PHILADELPHIA 76ERS - ORLANDO MAGIC 115-124

Partita tra due delle peggiori squadre della lega nell'ultimo periodo che rispecchia le aspettative: istinto e iniziative individuali, ma due difese totalmente da rivedere. Nonostante questo gli Orlando Magic riescono a battere in trasferta i Philadelphia 76ers portando a casa la 25esima vittoria stagionale e costringendo la franchigia della Pennsylvania alla quinta sconfitta consecutiva, causata come sempre dalla mancanza di una difesa funzionante e dall'eccessivo numero di palle perse (22), che hanno fruttato 20 punti in contropiede per la squadra di Scott Skiles, che non è stato comunque soddisfatto a fine gara.

La partita si sviluppa sul filo dell'equilibrio, nessuno riesce a prendere il largo. Philadelphia raggiunge il suo massimo vantaggio sull'83-77, dopo un terzo quarto giocato a buon ritmo, ma Orlando non si perde d'animo e nel quarto quarto piazza l'allungo decisivo, guidata da un enorme Vucevic che sotto canestro fa la voce grossa e scrive 35, mentre Fournier e Oladipo fanno rispettivamente 21 e 22. Per i Sixers ci sono i 22 di Smith e la doppia doppia di Nerlens Noel da 16 e 11 rimbalzi.

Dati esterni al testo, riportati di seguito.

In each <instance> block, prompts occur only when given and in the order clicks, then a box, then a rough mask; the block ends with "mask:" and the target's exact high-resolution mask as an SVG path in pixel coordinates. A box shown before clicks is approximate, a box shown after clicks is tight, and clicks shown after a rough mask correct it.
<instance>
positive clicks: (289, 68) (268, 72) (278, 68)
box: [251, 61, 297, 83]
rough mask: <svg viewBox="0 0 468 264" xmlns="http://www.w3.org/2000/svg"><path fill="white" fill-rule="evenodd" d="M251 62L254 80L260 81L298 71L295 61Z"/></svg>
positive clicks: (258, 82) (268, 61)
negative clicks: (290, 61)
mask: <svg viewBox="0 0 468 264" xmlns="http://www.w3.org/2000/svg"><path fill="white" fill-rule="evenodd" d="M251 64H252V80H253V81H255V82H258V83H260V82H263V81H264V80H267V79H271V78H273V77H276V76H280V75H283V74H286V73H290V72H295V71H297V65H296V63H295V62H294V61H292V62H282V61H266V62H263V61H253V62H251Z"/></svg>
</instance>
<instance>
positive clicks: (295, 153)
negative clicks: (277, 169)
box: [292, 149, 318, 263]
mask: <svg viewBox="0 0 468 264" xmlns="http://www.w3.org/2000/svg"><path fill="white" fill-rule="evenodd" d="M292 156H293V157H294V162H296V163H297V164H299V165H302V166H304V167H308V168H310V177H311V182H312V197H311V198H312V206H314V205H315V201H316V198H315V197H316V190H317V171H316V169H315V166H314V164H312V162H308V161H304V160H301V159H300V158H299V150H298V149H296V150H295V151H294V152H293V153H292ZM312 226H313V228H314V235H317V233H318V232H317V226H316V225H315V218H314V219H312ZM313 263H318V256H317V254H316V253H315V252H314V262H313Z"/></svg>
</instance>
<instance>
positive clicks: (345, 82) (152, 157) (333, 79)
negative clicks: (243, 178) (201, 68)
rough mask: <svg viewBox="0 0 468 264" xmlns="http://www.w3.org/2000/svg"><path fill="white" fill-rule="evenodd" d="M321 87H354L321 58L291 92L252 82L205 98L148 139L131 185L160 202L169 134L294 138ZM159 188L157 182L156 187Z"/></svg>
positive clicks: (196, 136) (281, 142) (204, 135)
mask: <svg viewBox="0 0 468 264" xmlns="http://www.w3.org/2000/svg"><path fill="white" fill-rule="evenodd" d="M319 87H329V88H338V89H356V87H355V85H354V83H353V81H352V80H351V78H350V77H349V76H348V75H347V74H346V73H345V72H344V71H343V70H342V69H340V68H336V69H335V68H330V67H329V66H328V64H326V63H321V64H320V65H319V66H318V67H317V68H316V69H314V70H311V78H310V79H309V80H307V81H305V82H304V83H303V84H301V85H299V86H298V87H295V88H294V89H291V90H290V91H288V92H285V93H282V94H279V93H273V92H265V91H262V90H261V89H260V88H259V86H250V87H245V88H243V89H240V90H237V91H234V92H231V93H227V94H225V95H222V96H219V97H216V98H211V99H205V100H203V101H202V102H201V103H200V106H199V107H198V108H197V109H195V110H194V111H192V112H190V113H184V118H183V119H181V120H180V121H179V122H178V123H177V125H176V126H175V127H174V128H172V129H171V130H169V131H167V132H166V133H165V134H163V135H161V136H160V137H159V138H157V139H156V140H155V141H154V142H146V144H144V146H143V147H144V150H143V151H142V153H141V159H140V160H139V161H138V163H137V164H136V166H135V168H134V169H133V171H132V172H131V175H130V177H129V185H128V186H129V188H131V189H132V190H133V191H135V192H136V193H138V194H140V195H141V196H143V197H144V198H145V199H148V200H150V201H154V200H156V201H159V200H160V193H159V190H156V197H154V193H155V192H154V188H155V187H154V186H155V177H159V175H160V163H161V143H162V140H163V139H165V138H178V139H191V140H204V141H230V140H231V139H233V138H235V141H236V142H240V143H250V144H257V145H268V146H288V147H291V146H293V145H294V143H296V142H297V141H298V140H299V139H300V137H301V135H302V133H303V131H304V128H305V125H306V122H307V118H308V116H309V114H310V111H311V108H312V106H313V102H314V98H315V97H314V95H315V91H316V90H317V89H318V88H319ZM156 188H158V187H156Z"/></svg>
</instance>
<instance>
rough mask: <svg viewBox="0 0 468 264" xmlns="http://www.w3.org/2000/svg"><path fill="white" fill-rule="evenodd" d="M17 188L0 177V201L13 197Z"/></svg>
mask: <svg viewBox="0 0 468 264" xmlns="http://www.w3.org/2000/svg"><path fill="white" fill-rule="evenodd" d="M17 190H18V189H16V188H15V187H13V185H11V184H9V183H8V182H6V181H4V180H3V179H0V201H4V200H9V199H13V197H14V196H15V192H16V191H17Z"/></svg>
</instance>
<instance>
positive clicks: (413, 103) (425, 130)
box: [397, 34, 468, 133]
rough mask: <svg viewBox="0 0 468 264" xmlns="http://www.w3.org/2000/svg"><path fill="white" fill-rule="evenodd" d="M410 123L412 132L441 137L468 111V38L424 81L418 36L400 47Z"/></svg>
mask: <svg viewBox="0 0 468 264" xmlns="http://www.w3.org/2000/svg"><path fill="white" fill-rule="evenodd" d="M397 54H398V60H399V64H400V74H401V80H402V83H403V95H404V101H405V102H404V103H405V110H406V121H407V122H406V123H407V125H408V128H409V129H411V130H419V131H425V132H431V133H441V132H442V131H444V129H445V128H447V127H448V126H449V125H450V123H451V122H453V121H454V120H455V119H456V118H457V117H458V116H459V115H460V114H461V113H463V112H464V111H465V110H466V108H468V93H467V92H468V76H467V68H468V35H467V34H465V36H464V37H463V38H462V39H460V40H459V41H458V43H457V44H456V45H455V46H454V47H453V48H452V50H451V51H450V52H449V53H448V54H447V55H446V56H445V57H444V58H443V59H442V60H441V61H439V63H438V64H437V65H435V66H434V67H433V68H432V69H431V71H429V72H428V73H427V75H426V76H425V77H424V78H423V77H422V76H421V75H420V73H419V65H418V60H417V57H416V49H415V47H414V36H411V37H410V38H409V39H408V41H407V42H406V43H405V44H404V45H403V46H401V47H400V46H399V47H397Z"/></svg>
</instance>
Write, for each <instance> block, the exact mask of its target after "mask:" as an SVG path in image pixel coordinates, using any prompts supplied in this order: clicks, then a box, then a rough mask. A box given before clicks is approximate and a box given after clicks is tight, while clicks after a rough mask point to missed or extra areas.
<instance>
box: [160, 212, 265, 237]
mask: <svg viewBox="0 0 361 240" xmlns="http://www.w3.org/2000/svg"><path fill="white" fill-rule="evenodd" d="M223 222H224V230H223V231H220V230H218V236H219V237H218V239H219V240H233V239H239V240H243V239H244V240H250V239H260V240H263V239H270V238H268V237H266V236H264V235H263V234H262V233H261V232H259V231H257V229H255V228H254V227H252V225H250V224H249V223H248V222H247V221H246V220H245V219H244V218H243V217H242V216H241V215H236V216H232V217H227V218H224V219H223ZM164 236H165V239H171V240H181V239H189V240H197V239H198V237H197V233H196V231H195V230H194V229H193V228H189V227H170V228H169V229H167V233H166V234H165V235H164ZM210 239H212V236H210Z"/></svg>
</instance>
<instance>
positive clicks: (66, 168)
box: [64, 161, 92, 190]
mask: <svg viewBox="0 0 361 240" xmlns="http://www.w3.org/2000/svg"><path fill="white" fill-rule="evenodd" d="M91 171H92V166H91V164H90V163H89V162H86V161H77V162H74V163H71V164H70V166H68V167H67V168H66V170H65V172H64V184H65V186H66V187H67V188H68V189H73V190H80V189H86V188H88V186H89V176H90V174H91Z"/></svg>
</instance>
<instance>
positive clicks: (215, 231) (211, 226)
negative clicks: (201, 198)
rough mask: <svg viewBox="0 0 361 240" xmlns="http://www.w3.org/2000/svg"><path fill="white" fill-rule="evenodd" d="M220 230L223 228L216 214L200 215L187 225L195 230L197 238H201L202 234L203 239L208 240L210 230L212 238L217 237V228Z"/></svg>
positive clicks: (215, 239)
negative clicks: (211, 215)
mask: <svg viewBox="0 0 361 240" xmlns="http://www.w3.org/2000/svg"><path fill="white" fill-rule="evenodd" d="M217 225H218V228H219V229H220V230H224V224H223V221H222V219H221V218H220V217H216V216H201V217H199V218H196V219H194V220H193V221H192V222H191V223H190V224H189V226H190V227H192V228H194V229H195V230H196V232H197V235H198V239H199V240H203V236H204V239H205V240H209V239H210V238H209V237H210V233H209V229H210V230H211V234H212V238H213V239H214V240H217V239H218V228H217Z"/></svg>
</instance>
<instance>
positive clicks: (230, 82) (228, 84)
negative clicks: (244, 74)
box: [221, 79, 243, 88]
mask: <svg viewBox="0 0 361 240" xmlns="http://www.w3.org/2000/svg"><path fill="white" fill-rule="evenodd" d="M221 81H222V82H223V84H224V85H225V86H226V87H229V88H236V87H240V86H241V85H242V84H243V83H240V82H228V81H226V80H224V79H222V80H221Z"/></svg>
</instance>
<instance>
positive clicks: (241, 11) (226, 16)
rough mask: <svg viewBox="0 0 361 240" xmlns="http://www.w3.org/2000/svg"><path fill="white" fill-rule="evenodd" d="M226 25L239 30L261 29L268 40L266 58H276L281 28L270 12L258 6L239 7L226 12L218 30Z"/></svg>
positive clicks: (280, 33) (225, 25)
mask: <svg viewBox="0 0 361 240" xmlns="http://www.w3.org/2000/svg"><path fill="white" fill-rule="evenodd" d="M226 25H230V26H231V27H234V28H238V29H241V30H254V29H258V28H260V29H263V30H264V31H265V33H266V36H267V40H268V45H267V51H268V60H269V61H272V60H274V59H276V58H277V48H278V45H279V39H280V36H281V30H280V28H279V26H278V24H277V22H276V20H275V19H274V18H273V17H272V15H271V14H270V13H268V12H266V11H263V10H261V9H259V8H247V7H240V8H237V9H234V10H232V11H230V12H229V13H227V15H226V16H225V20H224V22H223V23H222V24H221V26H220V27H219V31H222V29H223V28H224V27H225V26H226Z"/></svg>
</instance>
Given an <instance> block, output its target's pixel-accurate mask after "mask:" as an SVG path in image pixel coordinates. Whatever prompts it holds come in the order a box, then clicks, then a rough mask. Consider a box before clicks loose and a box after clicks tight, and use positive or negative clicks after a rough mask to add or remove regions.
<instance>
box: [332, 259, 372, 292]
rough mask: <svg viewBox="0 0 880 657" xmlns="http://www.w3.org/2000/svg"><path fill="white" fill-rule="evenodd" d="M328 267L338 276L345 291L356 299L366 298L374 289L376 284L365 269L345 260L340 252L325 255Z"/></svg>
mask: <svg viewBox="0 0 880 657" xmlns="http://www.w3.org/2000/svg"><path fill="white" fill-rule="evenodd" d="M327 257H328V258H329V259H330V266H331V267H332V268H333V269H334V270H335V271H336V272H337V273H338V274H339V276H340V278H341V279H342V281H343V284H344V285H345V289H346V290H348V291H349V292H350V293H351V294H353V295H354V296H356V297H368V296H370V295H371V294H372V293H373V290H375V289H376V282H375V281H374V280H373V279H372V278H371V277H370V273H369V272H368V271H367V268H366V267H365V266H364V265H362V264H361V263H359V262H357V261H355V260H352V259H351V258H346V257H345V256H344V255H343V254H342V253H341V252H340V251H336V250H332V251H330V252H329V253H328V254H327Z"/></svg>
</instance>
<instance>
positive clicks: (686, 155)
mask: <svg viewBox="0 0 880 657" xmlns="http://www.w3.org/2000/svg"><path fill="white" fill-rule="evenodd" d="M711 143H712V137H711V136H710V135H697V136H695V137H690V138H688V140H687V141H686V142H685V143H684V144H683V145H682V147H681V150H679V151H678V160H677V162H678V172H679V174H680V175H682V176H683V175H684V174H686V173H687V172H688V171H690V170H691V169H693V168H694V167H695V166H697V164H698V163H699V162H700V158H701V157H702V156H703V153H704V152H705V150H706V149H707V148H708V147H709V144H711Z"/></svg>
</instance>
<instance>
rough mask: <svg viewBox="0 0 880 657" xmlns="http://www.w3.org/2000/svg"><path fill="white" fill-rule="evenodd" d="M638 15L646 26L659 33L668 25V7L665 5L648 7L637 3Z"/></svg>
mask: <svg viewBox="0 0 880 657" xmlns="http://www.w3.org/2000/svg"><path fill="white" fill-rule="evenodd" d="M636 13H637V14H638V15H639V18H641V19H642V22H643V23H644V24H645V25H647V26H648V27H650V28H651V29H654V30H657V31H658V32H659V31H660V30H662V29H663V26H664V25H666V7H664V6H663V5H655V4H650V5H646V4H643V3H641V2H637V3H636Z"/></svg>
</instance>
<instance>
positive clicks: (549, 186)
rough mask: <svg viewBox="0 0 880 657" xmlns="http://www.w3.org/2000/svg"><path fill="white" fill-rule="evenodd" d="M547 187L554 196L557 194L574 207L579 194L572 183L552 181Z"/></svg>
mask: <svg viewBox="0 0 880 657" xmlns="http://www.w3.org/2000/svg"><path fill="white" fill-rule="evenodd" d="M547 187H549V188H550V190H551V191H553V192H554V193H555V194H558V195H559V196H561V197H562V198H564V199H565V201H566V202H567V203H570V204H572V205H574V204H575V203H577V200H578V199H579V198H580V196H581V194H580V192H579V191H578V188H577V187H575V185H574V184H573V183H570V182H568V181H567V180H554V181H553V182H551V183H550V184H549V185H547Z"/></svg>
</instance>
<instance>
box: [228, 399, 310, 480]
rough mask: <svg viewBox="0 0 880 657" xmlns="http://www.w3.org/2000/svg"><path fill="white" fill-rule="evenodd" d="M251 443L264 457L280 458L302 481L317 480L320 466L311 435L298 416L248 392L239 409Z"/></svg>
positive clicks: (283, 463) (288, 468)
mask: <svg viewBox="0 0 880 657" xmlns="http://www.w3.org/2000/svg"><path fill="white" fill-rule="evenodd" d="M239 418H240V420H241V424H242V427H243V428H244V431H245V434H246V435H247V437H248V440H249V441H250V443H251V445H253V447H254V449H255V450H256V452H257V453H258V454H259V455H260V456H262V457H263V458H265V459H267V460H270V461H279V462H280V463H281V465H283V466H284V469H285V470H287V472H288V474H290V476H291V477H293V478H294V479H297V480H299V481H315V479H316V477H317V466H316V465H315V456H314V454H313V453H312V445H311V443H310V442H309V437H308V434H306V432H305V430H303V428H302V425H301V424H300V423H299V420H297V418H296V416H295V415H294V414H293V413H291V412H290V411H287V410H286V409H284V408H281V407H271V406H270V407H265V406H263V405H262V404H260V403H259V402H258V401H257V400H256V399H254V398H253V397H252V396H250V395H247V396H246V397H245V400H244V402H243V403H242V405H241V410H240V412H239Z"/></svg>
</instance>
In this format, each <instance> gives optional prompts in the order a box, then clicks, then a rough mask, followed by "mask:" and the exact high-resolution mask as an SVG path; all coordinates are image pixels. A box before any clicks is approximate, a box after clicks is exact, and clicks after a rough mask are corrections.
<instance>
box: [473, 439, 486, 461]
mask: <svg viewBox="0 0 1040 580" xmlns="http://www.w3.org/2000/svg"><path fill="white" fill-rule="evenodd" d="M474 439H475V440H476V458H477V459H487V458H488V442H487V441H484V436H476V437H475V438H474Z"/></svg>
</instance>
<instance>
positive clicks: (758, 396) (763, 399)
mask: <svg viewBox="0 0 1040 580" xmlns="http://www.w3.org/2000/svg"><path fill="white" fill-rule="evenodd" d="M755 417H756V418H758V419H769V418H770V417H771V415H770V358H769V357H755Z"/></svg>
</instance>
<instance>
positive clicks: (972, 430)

WASHINGTON WIZARDS - NEW ORLEANS PELICANS 109-89

Il parzialone, il lungo solido e la tripla doppia della star: questa la ricetta dei Washington Wizards per battere i New Orleans Pelicans, reduci dalla vittoria con Detroit condita dai clamorosi 59+20 di Anthony Davis. Bissati i 20 rimbalzi, ma non i punti: sono solo 9 quelli prodotti dalla stella della franchigia della Louisiana, complice una grande gara giocata dalla difesa di Washington, cresciuta esponenzialmente dopo l'All-Star Break. La squadra di Wittman ha deciso la partita con un parziale di 19-0 costruito tra la fine del secondo quarto e l'inizio del terzo, una mazzata dalla quale i Pelicans non si sono rialzati.

Per Washington sugli scudi assolutamente John Wall, che centra una tripla doppia da 16 punti, 12 rimbalzi e 11 assist, senza però dimenticare la solita solidità di Marcin Gortat, che ha retto anche bene l'urto in difesa senza perder lucidità e concludendo con 21 punti (10/16 dal campo) e 11 rimbalzi. Bene anche Dudley (11). Dall'altra parte si salva la presazione della panchina: il quintetto genera solamente 32 punti contro i 57 di chi è entrato a gara in corso. Migliori Holiday e Anderson, 20 e 16.